Rather than managing an exclusively closed-end fund that requires months or even years to fully subscribe, VC’s are able to mimic open-end characteristics through syndication. By syndicating single deals, pools of deals or a full portfolio, VC’s can open themselves to additional capital and earn carry on funds that otherwise would not have been available to them. By establishing a successful investment track record, VC’s can attract additional investment for future deal syndication. In the past, LP funds couldn’t be redistributed until after the life of the fund (10-12 years). In the crowd funding model, investor funds are shuffled and redistributed on a deal by deal basis and so reputation impacts fundraising even more than it would in the normal course of business.
With all of these
changes, what does the future of VC look like?

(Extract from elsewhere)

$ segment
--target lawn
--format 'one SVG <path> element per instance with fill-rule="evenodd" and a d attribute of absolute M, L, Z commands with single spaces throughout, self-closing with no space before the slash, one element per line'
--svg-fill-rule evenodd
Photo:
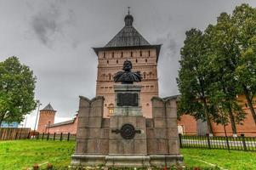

No one can be certain, but
FunderClub seems to have a pretty good start on things. Open only to accredited
investors, FundersClub filters through the wide array of possible investments
in their deal flow to present only the highest quality options to their members
(roughly one per month). Individual investors still make the ultimate yes/no
decision on the investment, but FundersClub is committed to providing
ultra-high quality deal flow to personal investors and often partners with
other well-known VC firms on their deals. This type of model leverages the low
barriers to entry that AngelList helped make popular with the investment
selection rigor honed by VC’s over the past several decades. Only time will
tell how the industry will continue to evolve, but in an industry that has
thrived on the innovation of others for the last 30 years, it is amazing how
nervous everyone is about a little change.